Para o nosso tempo, quando os cristãos celebram o início do terceiro milênio, os muçulmanos planejam uma gigantesca expansão. Propagar a fé islâmica juntamente com o petróleo. Por todos os quadrantes da terra, construíram mesquitas. Nas principais capitais, até mesmo em Roma foi erguida e inaugurada uma super luxuosa. Em recentes décadas o islamismo tem sido a religião que mais cresceu em todo o universo. Estima-se, hoje, que existam em todo o planeta, mais de um bilhão e quatrocentos milhões de muçulmanos, e em linha paralela, dois bilhões de cristãos.

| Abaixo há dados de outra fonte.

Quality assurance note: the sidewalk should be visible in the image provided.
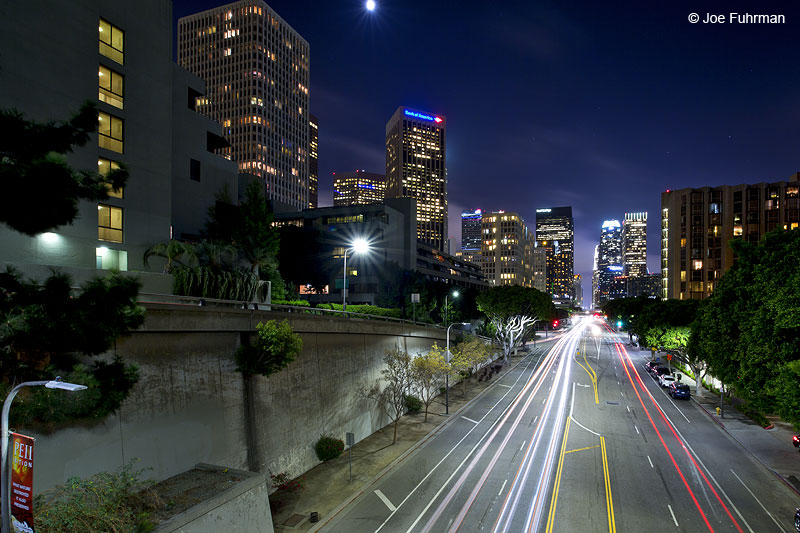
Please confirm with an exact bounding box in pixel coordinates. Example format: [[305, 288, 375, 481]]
[[629, 346, 800, 496], [270, 343, 544, 532]]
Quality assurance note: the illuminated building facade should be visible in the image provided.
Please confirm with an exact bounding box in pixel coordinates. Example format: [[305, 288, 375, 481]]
[[308, 115, 319, 209], [536, 207, 575, 300], [593, 220, 623, 306], [622, 212, 647, 278], [481, 211, 533, 287], [178, 0, 310, 210], [333, 170, 386, 206], [660, 173, 800, 300], [386, 106, 447, 251], [461, 209, 483, 265]]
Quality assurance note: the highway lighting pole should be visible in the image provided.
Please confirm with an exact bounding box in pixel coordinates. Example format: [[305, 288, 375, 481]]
[[342, 239, 369, 311], [0, 376, 86, 533], [444, 322, 469, 415]]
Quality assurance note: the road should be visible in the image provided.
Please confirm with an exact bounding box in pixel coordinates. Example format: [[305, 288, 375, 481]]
[[322, 319, 796, 533]]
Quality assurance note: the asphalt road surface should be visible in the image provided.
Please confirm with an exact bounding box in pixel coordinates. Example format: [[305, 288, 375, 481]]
[[324, 319, 796, 533]]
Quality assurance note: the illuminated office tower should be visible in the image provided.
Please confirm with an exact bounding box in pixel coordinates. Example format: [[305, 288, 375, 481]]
[[536, 207, 575, 300], [622, 211, 647, 278], [308, 115, 319, 209], [593, 220, 623, 306], [386, 106, 447, 252], [481, 211, 533, 287], [461, 209, 483, 265], [333, 170, 386, 206], [178, 0, 309, 210]]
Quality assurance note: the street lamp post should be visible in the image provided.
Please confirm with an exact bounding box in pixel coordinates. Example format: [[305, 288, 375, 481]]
[[0, 377, 86, 533], [444, 322, 469, 415], [342, 239, 369, 311]]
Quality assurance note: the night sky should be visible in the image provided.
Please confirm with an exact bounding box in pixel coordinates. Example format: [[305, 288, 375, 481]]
[[174, 0, 800, 305]]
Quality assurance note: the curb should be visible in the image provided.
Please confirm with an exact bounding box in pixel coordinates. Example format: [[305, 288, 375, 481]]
[[308, 342, 552, 533], [692, 397, 800, 496]]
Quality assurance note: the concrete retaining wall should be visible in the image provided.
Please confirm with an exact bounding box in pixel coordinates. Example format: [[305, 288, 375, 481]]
[[28, 304, 444, 492]]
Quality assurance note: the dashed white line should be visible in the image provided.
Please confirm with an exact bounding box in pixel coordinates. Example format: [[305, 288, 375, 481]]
[[497, 479, 508, 496], [667, 504, 680, 527], [375, 489, 397, 512]]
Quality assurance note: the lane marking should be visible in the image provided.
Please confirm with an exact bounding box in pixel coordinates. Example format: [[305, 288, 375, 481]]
[[564, 444, 600, 453], [731, 468, 786, 533], [375, 489, 397, 512], [497, 478, 508, 496], [667, 504, 681, 527], [600, 437, 617, 533]]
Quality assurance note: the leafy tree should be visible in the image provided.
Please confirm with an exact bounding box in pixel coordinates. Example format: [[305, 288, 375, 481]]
[[0, 102, 128, 236], [411, 343, 450, 422], [361, 348, 413, 444], [0, 269, 144, 425], [477, 285, 555, 362], [235, 320, 303, 377], [144, 239, 197, 274], [689, 229, 800, 427]]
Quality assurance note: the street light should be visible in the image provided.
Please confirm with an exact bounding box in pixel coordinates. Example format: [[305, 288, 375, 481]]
[[444, 291, 459, 324], [342, 239, 369, 311], [0, 376, 86, 533], [444, 320, 469, 415]]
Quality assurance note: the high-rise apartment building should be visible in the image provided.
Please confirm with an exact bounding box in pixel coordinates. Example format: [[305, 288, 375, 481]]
[[661, 173, 800, 300], [536, 207, 575, 300], [593, 220, 622, 306], [386, 106, 448, 251], [622, 211, 647, 278], [178, 0, 310, 210], [308, 115, 319, 209], [333, 170, 386, 206], [481, 211, 533, 287]]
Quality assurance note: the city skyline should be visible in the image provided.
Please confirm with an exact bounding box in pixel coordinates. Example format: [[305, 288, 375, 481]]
[[174, 0, 800, 300]]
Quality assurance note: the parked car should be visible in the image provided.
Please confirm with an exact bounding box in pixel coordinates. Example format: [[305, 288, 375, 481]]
[[667, 381, 691, 400], [658, 374, 675, 389]]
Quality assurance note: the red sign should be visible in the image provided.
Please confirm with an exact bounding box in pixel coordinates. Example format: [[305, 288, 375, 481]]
[[11, 433, 35, 533]]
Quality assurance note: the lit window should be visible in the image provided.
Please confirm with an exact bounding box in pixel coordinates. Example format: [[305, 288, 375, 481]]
[[99, 19, 125, 65], [97, 112, 123, 154], [97, 204, 122, 242], [97, 157, 122, 198], [97, 65, 123, 109]]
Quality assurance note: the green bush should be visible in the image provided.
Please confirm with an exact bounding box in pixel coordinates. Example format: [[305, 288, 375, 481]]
[[406, 394, 422, 415], [34, 459, 162, 533], [314, 435, 344, 461]]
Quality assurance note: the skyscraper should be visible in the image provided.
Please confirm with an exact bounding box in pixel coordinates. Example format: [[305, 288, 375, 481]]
[[593, 220, 622, 306], [333, 170, 386, 206], [536, 207, 575, 299], [178, 0, 309, 210], [481, 211, 533, 287], [622, 211, 647, 278], [386, 106, 447, 252], [308, 115, 319, 209]]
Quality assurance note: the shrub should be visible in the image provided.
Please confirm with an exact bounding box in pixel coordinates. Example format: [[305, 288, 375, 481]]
[[314, 435, 344, 461], [34, 459, 161, 533], [406, 394, 422, 414], [269, 472, 306, 493]]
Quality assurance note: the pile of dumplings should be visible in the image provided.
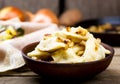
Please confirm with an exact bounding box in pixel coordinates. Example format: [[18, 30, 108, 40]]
[[27, 26, 110, 63]]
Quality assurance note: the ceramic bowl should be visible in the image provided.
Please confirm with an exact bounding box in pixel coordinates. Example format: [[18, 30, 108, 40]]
[[22, 42, 114, 78]]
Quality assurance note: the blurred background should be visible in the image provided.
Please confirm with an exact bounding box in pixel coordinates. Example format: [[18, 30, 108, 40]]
[[0, 0, 120, 19]]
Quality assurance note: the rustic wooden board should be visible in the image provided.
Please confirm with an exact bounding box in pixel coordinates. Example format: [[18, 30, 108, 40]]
[[0, 47, 120, 84]]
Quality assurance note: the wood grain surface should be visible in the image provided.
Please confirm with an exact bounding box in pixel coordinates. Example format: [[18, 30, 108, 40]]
[[0, 47, 120, 84]]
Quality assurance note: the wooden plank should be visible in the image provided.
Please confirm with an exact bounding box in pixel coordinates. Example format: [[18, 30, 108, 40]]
[[114, 47, 120, 56]]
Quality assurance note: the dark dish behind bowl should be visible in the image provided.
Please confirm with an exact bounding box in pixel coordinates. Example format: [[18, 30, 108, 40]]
[[22, 42, 114, 78], [76, 16, 120, 46]]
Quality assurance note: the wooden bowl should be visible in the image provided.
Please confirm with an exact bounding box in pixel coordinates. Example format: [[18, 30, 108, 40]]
[[22, 42, 114, 78]]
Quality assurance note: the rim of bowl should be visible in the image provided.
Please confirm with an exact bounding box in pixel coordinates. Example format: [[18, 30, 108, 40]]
[[21, 42, 115, 65]]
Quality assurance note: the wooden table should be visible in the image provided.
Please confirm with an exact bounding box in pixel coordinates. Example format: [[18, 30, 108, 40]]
[[0, 47, 120, 84]]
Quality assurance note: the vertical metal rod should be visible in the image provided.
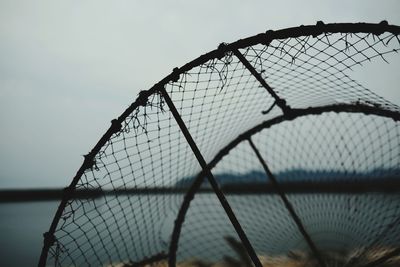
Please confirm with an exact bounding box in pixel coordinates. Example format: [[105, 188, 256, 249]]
[[159, 87, 262, 267], [248, 137, 326, 267]]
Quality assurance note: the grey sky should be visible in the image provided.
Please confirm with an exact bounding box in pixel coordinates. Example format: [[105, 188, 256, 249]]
[[0, 0, 400, 188]]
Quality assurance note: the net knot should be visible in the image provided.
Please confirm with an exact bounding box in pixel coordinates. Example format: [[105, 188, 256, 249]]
[[43, 232, 56, 247], [312, 20, 325, 38], [111, 119, 122, 133], [136, 90, 151, 107], [217, 43, 228, 59], [261, 30, 274, 46]]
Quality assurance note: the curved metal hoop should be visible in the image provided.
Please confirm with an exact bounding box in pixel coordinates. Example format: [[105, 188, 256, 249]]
[[39, 21, 400, 266]]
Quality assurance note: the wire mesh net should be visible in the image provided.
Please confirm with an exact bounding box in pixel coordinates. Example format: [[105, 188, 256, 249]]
[[39, 23, 400, 266]]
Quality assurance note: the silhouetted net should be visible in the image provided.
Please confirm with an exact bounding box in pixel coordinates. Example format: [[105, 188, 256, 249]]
[[42, 23, 400, 266]]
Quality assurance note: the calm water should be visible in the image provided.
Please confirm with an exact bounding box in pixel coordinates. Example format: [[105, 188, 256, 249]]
[[0, 201, 58, 267], [0, 194, 400, 267]]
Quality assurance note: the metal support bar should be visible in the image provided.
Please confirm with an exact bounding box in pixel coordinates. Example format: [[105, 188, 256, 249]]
[[248, 137, 326, 267], [159, 87, 262, 267], [232, 49, 291, 114]]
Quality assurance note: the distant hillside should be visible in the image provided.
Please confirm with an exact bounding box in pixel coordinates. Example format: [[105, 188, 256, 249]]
[[176, 169, 400, 188]]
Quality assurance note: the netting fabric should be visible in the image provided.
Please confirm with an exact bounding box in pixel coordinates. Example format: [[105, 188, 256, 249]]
[[39, 23, 400, 266]]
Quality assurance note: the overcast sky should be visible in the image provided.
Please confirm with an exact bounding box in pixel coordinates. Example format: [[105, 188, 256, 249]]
[[0, 0, 400, 188]]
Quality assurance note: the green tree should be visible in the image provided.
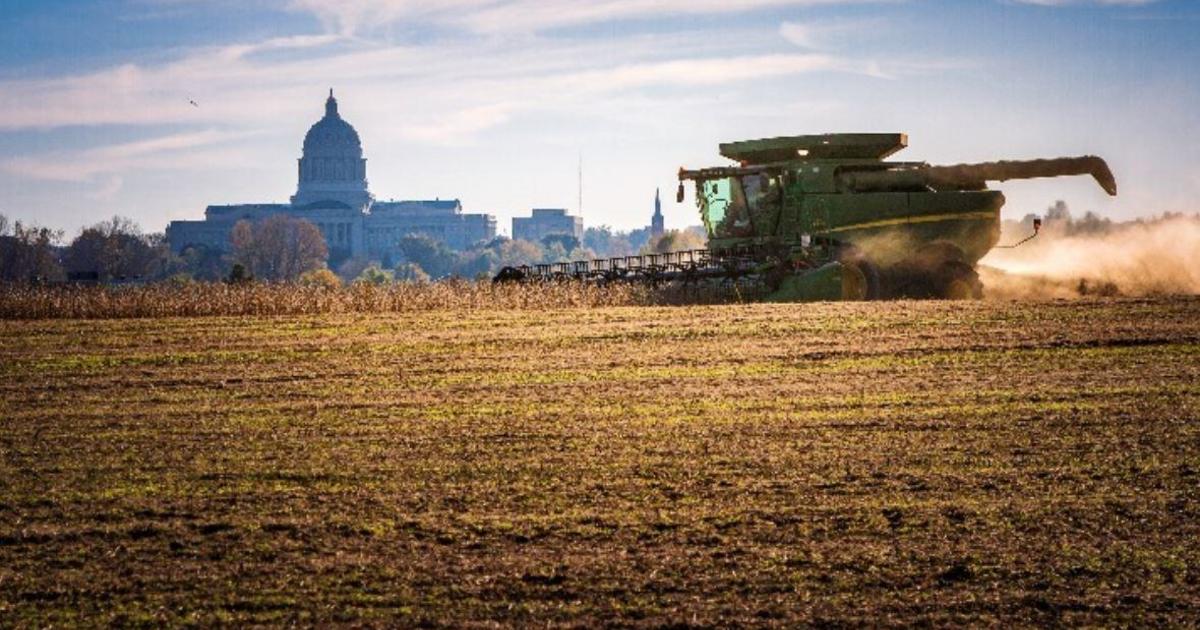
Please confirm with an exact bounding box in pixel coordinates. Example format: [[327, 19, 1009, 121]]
[[0, 215, 66, 282], [354, 263, 392, 287], [642, 229, 708, 253], [398, 234, 458, 278], [392, 263, 430, 282], [300, 268, 342, 289]]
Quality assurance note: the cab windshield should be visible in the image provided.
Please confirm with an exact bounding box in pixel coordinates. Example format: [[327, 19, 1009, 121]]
[[697, 174, 770, 239]]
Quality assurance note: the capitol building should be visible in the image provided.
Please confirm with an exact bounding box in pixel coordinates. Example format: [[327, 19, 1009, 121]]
[[167, 90, 496, 260]]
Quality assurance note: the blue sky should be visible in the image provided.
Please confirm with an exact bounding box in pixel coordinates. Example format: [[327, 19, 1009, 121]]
[[0, 0, 1200, 235]]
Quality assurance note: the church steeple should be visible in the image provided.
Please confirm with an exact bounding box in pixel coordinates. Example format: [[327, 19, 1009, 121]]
[[650, 188, 666, 238], [325, 88, 337, 118]]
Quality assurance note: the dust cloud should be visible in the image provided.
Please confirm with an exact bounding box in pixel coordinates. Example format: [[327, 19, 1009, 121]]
[[979, 215, 1200, 299]]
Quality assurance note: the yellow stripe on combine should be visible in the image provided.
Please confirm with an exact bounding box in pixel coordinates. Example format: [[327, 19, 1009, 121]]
[[826, 210, 1000, 232]]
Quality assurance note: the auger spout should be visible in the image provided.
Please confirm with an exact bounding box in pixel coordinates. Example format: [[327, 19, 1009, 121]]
[[838, 155, 1117, 196]]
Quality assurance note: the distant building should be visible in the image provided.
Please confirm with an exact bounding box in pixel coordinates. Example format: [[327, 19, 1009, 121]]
[[650, 188, 666, 239], [167, 90, 496, 260], [512, 208, 583, 242]]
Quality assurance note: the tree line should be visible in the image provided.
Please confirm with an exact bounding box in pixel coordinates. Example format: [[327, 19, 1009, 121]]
[[0, 215, 704, 286]]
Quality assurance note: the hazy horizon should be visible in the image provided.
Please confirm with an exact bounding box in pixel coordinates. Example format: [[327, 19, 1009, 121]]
[[0, 0, 1200, 235]]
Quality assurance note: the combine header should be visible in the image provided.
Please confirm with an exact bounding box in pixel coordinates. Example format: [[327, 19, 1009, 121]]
[[496, 133, 1117, 301]]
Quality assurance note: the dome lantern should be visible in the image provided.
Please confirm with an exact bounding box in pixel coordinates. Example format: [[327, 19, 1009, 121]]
[[325, 88, 337, 118]]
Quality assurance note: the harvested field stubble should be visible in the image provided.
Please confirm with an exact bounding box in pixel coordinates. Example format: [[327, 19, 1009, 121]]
[[0, 280, 652, 319], [0, 298, 1200, 625]]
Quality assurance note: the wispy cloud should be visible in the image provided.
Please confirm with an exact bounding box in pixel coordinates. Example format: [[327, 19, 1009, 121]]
[[283, 0, 902, 36], [0, 130, 251, 181], [1012, 0, 1159, 6]]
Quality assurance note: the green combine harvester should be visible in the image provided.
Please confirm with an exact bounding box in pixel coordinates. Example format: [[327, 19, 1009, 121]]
[[496, 133, 1117, 301]]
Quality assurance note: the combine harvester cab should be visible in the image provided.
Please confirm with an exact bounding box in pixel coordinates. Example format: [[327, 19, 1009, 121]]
[[678, 133, 1116, 301]]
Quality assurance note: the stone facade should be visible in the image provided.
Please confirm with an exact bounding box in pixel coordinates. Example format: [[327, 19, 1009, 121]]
[[512, 208, 583, 242], [167, 90, 496, 260]]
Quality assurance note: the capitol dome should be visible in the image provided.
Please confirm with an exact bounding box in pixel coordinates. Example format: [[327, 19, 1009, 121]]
[[292, 90, 372, 210], [304, 90, 362, 157]]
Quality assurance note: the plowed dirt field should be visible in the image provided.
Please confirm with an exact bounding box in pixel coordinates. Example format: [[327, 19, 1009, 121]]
[[0, 298, 1200, 626]]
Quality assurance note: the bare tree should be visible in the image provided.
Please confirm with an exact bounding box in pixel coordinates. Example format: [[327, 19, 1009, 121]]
[[229, 215, 329, 281], [64, 216, 167, 280]]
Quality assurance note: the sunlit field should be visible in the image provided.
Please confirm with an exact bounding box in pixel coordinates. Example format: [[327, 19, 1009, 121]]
[[0, 298, 1200, 626]]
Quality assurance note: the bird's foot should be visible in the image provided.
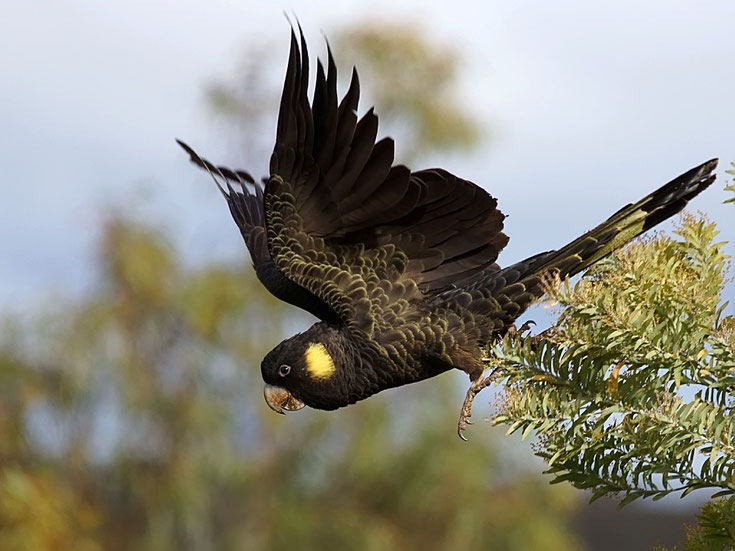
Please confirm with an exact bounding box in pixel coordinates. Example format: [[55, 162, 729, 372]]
[[508, 320, 536, 337], [457, 375, 495, 442]]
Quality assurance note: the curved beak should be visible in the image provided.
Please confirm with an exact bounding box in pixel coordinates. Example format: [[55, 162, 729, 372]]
[[263, 385, 304, 415]]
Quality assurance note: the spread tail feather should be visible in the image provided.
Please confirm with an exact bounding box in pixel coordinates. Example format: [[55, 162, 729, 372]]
[[472, 159, 717, 332]]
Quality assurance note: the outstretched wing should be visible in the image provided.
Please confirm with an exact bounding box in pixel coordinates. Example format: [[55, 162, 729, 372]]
[[179, 32, 508, 334], [264, 33, 508, 334], [460, 159, 717, 338]]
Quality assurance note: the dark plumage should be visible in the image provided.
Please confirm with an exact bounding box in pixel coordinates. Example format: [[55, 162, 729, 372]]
[[179, 29, 717, 435]]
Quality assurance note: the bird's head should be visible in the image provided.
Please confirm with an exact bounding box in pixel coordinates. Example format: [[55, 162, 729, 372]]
[[260, 323, 354, 413]]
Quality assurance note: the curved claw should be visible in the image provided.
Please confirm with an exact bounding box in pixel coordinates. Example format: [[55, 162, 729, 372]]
[[457, 415, 472, 442]]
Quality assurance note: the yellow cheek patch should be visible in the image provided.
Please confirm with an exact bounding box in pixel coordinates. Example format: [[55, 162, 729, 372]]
[[304, 343, 336, 379]]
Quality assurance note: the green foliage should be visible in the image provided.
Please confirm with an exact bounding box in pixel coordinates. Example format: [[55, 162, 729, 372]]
[[206, 20, 483, 168], [488, 210, 735, 504], [654, 497, 735, 551], [335, 21, 482, 163], [0, 213, 577, 551]]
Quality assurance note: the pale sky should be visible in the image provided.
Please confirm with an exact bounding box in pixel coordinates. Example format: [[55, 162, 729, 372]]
[[0, 0, 735, 311]]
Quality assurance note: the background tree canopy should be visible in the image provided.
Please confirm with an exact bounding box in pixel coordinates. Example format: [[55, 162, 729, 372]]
[[0, 11, 727, 550]]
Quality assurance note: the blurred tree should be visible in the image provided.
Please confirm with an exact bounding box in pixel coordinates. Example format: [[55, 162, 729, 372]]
[[0, 19, 577, 551]]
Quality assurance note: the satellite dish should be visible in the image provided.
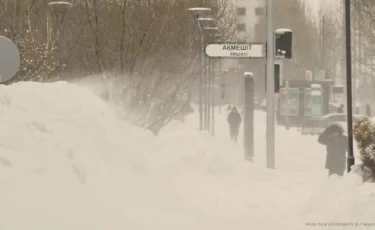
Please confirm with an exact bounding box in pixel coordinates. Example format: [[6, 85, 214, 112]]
[[0, 36, 20, 84]]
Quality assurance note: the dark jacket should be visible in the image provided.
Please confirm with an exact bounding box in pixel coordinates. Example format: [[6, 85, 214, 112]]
[[318, 124, 348, 171], [227, 109, 242, 128]]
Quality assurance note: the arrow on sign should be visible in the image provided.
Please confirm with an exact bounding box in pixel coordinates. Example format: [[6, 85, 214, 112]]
[[205, 43, 266, 58]]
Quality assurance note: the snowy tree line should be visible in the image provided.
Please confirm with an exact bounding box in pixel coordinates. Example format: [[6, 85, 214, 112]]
[[0, 0, 237, 133]]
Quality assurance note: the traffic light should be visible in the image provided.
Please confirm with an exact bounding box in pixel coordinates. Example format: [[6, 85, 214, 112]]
[[275, 29, 293, 59], [265, 64, 280, 93]]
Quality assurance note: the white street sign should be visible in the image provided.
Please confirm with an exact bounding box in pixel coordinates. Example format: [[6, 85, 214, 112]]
[[205, 43, 266, 58]]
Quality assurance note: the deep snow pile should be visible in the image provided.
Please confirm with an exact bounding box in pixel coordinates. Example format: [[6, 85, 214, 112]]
[[0, 82, 375, 230]]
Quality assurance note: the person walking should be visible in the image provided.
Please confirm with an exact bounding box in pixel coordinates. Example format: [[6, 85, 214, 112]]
[[227, 106, 242, 142], [366, 102, 371, 117], [318, 124, 348, 176], [337, 104, 344, 113]]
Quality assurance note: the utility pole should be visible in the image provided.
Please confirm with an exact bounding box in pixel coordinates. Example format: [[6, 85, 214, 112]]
[[344, 0, 355, 172], [266, 0, 275, 169]]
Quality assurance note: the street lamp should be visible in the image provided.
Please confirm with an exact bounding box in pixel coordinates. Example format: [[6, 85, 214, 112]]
[[209, 33, 221, 136], [202, 25, 219, 133], [188, 7, 211, 131], [48, 2, 73, 77], [198, 17, 217, 131], [188, 7, 211, 131]]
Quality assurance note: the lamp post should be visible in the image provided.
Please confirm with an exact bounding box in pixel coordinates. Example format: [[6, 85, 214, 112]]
[[48, 2, 73, 77], [266, 0, 275, 169], [198, 18, 217, 131], [204, 25, 218, 132], [344, 0, 355, 172], [210, 33, 220, 136], [188, 7, 211, 131]]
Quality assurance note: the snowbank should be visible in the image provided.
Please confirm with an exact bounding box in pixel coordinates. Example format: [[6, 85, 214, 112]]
[[0, 82, 375, 230]]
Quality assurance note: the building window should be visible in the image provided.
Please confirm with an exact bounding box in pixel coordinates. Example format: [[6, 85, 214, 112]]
[[237, 23, 246, 31], [237, 7, 246, 16], [255, 7, 265, 16]]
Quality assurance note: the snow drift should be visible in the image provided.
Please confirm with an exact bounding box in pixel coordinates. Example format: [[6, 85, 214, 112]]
[[0, 82, 375, 230]]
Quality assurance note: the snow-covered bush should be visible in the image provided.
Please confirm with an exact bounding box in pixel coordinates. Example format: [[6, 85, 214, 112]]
[[354, 118, 375, 181]]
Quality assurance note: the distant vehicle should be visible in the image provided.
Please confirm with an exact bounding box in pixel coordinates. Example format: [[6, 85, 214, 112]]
[[319, 113, 367, 125], [302, 113, 367, 135]]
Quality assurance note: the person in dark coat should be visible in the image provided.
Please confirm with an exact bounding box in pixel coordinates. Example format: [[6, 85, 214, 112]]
[[227, 106, 242, 142], [337, 104, 344, 113], [318, 124, 348, 176], [366, 102, 371, 117]]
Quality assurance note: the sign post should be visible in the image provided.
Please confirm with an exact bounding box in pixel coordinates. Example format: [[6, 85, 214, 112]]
[[205, 43, 265, 58], [205, 43, 266, 161], [0, 36, 20, 84], [266, 0, 275, 169]]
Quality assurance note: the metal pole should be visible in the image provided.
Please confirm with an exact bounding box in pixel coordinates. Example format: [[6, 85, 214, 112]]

A meta traçada, todavia, é a de superar esses cristãos num tempo muito curto. Na Ásia, os muçulmanos estão em pé de guerra declarada face o hinduísmo, na Índia, e no mesmo norte, contra o budismo, na China, no Paquistão e no próprio Afeganistão, haja vista a destruição total das imagens gigantes e milenares do Buda. Não se nega, todavia, o intento islâmico em governar todo o globo num futuro próximo.
Para os seguidores fanáticos, o caminho para se comandar a justiça divina é através da autoridade política, ou seja, sem um Estado muçulmano forte e indestrutível, a fé muçulmana está podada, incompleta e capenga. Para se ter um mundo justo e perfeito, o Islã deve ser regra de vida para todos os povos.
Por ultimo, é bom lembrar que existem muçulmanos moderados e radicais, fanáticos e desleixados. Contudo, apesar desse pequeno problema, essa gente esconde um segredo estranho no coração: implantar, (a qualquer custo, doa a quem doer, não obstante os meios empregados), a fé islâmica em todos os seres humanos, e obrigá-los a seguir os princípios fundamentais sob pena de serem torturados e mortos em nome de Alá.